Where do you get "If $\bar A A$ is assumed to be true" from?
The reasoning must be something like: Assume $\bar A A + \bar A B$, that is, at least one of $\bar A A$ and $\bar A B$ is true. But $\bar A A$ is never true, so it must be $\bar A B$ that is true. Then, in particular, $B$ is true.
This feels slightly circular, but that depends on exactly which logical axioms one already has (and it sounds vaguely like the book you quote from doesn't bother to present which logical axioms it starts from in the first place). However, if you already know "$\bar A A$ is always false", then this is a valid way of concluding $\bar A A \Rightarrow B$.
On the other hand, how do you know that $\bar A A$ is always false?

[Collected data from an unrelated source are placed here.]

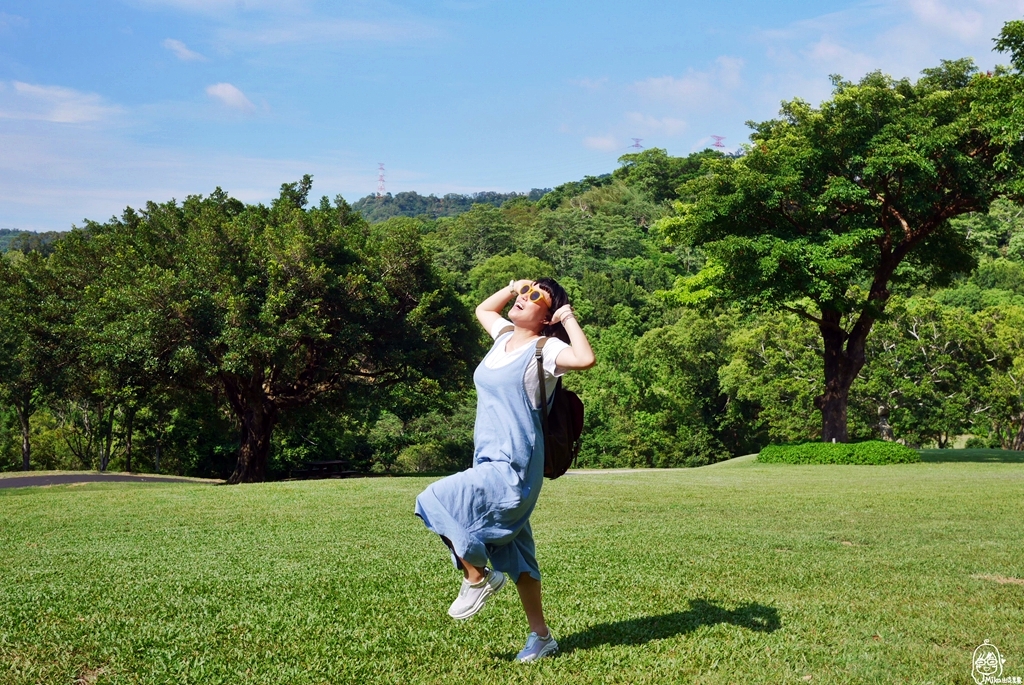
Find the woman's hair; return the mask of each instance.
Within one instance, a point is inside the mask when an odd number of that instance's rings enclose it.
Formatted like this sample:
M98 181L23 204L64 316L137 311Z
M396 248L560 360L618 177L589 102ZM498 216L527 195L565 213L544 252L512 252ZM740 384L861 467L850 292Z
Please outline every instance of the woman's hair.
M558 281L553 278L538 278L534 283L537 287L546 292L551 296L551 311L548 312L550 318L555 312L558 311L563 305L569 304L569 294L565 292L565 288L558 285ZM565 332L565 326L560 323L550 323L544 326L540 332L541 335L547 337L555 337L562 342L569 343L569 334Z

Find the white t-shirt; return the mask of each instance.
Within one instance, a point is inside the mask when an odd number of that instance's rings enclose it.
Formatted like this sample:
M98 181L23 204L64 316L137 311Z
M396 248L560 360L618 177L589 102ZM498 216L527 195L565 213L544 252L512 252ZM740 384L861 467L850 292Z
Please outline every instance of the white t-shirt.
M508 319L499 318L491 326L491 337L495 340L498 339L498 333L502 328L511 326L512 322ZM507 343L508 339L512 336L512 333L506 333L502 336L502 339ZM544 343L544 391L547 393L548 401L551 401L551 393L555 391L555 385L558 383L558 377L563 375L568 369L563 369L555 363L558 359L558 354L569 347L567 344L559 340L558 338L551 338ZM533 357L534 350L537 349L536 339L531 340L522 347L518 347L511 352L505 351L505 345L498 344L491 348L491 351L484 357L484 366L488 369L499 369L502 366L506 366L521 359L524 354ZM526 372L523 374L523 385L526 387L526 395L530 398L533 403L533 407L536 409L540 406L540 384L537 382L537 363L533 362L526 365Z

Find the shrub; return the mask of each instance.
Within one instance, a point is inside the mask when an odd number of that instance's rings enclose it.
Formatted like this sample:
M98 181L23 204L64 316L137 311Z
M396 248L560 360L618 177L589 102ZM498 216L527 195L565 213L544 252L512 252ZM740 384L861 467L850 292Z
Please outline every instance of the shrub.
M706 430L699 430L687 440L680 450L684 466L707 466L731 457L722 443Z
M970 438L967 439L967 444L964 445L964 447L969 449L969 450L974 450L974 449L997 449L998 450L998 449L1001 449L1002 446L1003 446L1002 443L999 442L999 436L998 435L987 435L987 436L973 435L973 436L971 436Z
M437 473L458 471L465 468L466 455L451 443L428 442L409 445L395 460L395 469L400 473ZM469 455L472 461L472 455Z
M444 455L437 445L409 445L395 460L395 469L400 473L423 473L437 469Z
M766 464L910 464L921 461L921 455L899 443L869 440L768 445L757 460Z
M921 461L921 453L906 445L881 440L853 444L856 457L852 464L913 464Z

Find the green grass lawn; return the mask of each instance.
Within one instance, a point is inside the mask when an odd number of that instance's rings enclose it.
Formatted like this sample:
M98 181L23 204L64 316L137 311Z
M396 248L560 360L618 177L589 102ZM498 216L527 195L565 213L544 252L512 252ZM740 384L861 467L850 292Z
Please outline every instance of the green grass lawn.
M0 683L969 684L985 639L1024 676L1024 468L926 458L546 482L533 665L511 585L446 615L430 479L0 490Z

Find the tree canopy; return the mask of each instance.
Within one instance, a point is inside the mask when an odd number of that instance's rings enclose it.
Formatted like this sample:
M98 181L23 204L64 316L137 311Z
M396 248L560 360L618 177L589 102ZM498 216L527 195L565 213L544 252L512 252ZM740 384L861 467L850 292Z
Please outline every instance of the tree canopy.
M822 437L842 442L849 389L891 288L970 272L975 243L951 220L1024 197L1024 128L1008 104L1024 84L967 59L916 82L878 72L833 82L819 107L792 100L779 119L752 123L742 157L705 160L660 228L708 257L685 295L818 327Z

If that is by truth tables, it would have been simpler to use truth tables to show that $\bar A A\Rightarrow B$ is a tautology.

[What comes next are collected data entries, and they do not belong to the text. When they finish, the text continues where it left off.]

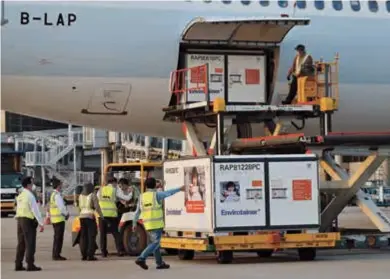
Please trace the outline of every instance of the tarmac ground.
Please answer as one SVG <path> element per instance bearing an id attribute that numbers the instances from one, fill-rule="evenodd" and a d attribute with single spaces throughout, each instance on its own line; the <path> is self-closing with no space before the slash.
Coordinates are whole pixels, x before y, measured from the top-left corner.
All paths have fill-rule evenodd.
<path id="1" fill-rule="evenodd" d="M 385 210 L 389 214 L 390 210 Z M 344 227 L 370 228 L 358 208 L 348 208 L 340 216 Z M 277 253 L 272 258 L 260 259 L 254 253 L 236 253 L 232 264 L 220 265 L 213 254 L 197 254 L 192 261 L 180 261 L 176 256 L 165 256 L 171 265 L 169 270 L 156 270 L 153 259 L 148 260 L 149 270 L 134 264 L 134 258 L 115 255 L 97 262 L 82 262 L 78 247 L 71 246 L 71 222 L 68 221 L 62 255 L 65 262 L 51 260 L 53 230 L 46 226 L 38 233 L 36 265 L 43 271 L 28 273 L 29 279 L 39 278 L 387 278 L 390 274 L 390 250 L 323 250 L 314 262 L 300 262 L 295 251 Z M 112 239 L 108 236 L 108 239 Z M 111 242 L 112 245 L 112 242 Z M 1 275 L 4 279 L 24 278 L 26 272 L 15 272 L 16 222 L 12 217 L 1 220 Z"/>

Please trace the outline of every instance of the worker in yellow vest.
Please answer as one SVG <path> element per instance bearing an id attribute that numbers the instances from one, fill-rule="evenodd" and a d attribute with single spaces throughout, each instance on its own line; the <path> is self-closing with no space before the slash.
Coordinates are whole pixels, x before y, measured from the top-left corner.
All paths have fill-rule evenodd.
<path id="1" fill-rule="evenodd" d="M 314 75 L 314 62 L 310 54 L 306 53 L 304 45 L 295 47 L 297 55 L 294 58 L 293 65 L 288 70 L 287 80 L 290 81 L 290 91 L 287 98 L 282 102 L 283 105 L 291 104 L 297 95 L 298 78 L 303 76 Z"/>
<path id="2" fill-rule="evenodd" d="M 119 220 L 118 209 L 116 206 L 117 199 L 129 201 L 132 198 L 132 192 L 125 195 L 121 188 L 117 187 L 117 180 L 115 177 L 107 179 L 108 184 L 101 187 L 98 191 L 97 197 L 99 205 L 102 209 L 104 220 L 99 220 L 100 230 L 100 249 L 102 256 L 107 257 L 107 233 L 111 232 L 115 239 L 118 256 L 124 256 L 124 247 L 119 234 Z"/>
<path id="3" fill-rule="evenodd" d="M 34 264 L 37 240 L 37 227 L 43 232 L 43 218 L 32 193 L 33 178 L 25 177 L 22 180 L 23 190 L 16 200 L 16 220 L 18 245 L 16 247 L 15 271 L 26 270 L 23 267 L 23 258 L 26 254 L 27 271 L 40 271 L 42 268 Z"/>
<path id="4" fill-rule="evenodd" d="M 66 261 L 65 257 L 61 256 L 62 245 L 64 243 L 65 221 L 69 219 L 69 212 L 66 209 L 64 199 L 61 196 L 62 183 L 60 180 L 53 178 L 54 191 L 50 195 L 49 216 L 53 224 L 53 261 Z"/>
<path id="5" fill-rule="evenodd" d="M 162 202 L 165 198 L 170 197 L 180 191 L 185 190 L 185 186 L 171 189 L 168 191 L 157 191 L 156 179 L 153 177 L 145 180 L 146 192 L 141 194 L 138 207 L 133 219 L 133 231 L 137 229 L 138 219 L 141 217 L 145 230 L 149 233 L 150 244 L 145 248 L 135 263 L 142 269 L 148 269 L 146 259 L 149 255 L 154 254 L 157 269 L 168 269 L 160 252 L 160 240 L 164 229 L 164 210 Z"/>
<path id="6" fill-rule="evenodd" d="M 80 251 L 82 261 L 96 261 L 97 224 L 95 211 L 104 219 L 92 183 L 87 183 L 79 196 Z"/>

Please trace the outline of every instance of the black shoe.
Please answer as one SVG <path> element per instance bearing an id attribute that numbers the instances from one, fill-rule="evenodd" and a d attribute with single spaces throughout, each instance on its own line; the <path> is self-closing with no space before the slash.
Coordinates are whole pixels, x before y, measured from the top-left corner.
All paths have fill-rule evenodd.
<path id="1" fill-rule="evenodd" d="M 98 259 L 96 257 L 88 257 L 87 261 L 92 262 L 92 261 L 97 261 Z"/>
<path id="2" fill-rule="evenodd" d="M 22 265 L 15 266 L 15 271 L 24 271 L 24 270 L 26 270 L 26 268 L 24 266 L 22 266 Z"/>
<path id="3" fill-rule="evenodd" d="M 27 267 L 27 271 L 41 271 L 41 270 L 42 270 L 42 268 L 40 268 L 39 266 L 35 266 L 35 265 Z"/>
<path id="4" fill-rule="evenodd" d="M 66 260 L 67 260 L 67 258 L 62 257 L 62 256 L 53 257 L 53 261 L 66 261 Z"/>
<path id="5" fill-rule="evenodd" d="M 125 256 L 125 252 L 121 251 L 121 252 L 118 252 L 118 257 L 124 257 Z"/>
<path id="6" fill-rule="evenodd" d="M 146 262 L 143 261 L 143 260 L 137 259 L 137 260 L 135 261 L 135 264 L 138 265 L 138 266 L 140 266 L 140 267 L 141 267 L 142 269 L 144 269 L 144 270 L 147 270 L 147 269 L 149 268 L 148 265 L 146 264 Z"/>
<path id="7" fill-rule="evenodd" d="M 282 105 L 289 105 L 290 102 L 287 102 L 286 100 L 285 101 L 282 101 Z"/>
<path id="8" fill-rule="evenodd" d="M 108 257 L 108 252 L 102 252 L 102 257 L 107 258 Z"/>
<path id="9" fill-rule="evenodd" d="M 82 257 L 81 260 L 82 260 L 82 261 L 86 261 L 86 260 L 87 260 L 87 257 Z"/>
<path id="10" fill-rule="evenodd" d="M 171 266 L 166 263 L 162 263 L 161 265 L 158 265 L 156 268 L 157 269 L 169 269 Z"/>

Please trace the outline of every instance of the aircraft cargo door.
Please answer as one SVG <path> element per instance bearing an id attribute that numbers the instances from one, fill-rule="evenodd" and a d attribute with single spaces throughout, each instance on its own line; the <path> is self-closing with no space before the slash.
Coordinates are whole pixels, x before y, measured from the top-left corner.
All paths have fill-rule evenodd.
<path id="1" fill-rule="evenodd" d="M 228 103 L 265 103 L 265 56 L 228 55 Z"/>

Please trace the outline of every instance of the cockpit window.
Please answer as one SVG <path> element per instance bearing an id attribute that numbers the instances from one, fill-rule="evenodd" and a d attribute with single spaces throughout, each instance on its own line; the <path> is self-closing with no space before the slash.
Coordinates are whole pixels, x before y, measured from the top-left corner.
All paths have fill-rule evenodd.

On the other other hand, a "book of probability theory" is likely not intending to be a self-contained account of logic in general. I imagine that the history of the remark you quote must be that an early draft of the book just used the known fact that a contradiction implies everything, but that some readers in the test audience were confused because they didn't already know that. So the author inserted the briefest explanation that he had a reasonable expectation would satisfy those readers. A sceptical but non-sophisticated reader will probably agree that $\bar A A$ is always false, and will probably be accept reasoning about implication in the "assume such-and-such, then this-and-that" style. However, non-sophisticated readers have been known to balk and require extended explanations if presented with the actual truth table for $\Rightarrow$.